In summary, this study comprehensively revealed the core characteristics of fungal communities and related influencing factors in CSFB-FGs: the fungal communities exhibited distinct stage-wise succession characteristics during fermentation; Ascomycota was the absolutely dominant fungal phylum throughout the entire process and had an inhibitory interaction with Basidiomycota; genera such as Thermoascus, Aspergillus, and Wickerhamomyces were the core dominant genera during the whole fermentation process. Among physicochemical factors, total acid exerted the most significant regulatory effect on fungal community structure, while pH value drove community succession by affecting nutrient dissociation, microbial cell membrane functions, etc. The middle fermentation stage was a critical period for reducing sugar utilization and the accumulation of products such as ethanol and total acids, and its metabolites provided precursors for ester synthesis in the late stage. Fungal genera including Mortierella and Trichoderma were key nodes in the correlation network and highly overlapped with dominant genera; these fungi may form a functional whole with complementary enzyme systems and metabolic synergy through interactions such as symbiosis and antagonism.
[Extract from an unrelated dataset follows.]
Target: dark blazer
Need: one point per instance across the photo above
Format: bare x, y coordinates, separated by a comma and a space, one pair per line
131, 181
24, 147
The association between fungal communities and volatile flavor substances showed significant specificity: genera such as Trichoderma and Fusarium could promote the accumulation of key flavor substances including 1-butanol and 1-hexanol, while Wickerhamomyces and Aspergillus had an inhibitory effect on the accumulation of such substances. Moreover, a complex interaction pattern was observed between fungi and flavor substances; the increased microbial diversity in the late fermentation stage further promoted an increase in the types of ester substances, ultimately enriching the Baijiu flavor. The results of this study provide theoretical support for the regulation of the CSFB fermentation process and the optimization of flavor quality. More importantly, the results indicate that there are potential and complex metabolic interactions among various species in FGs during long-term fermentation, suggesting that an in-depth exploration of these interactions can be a focus of future research.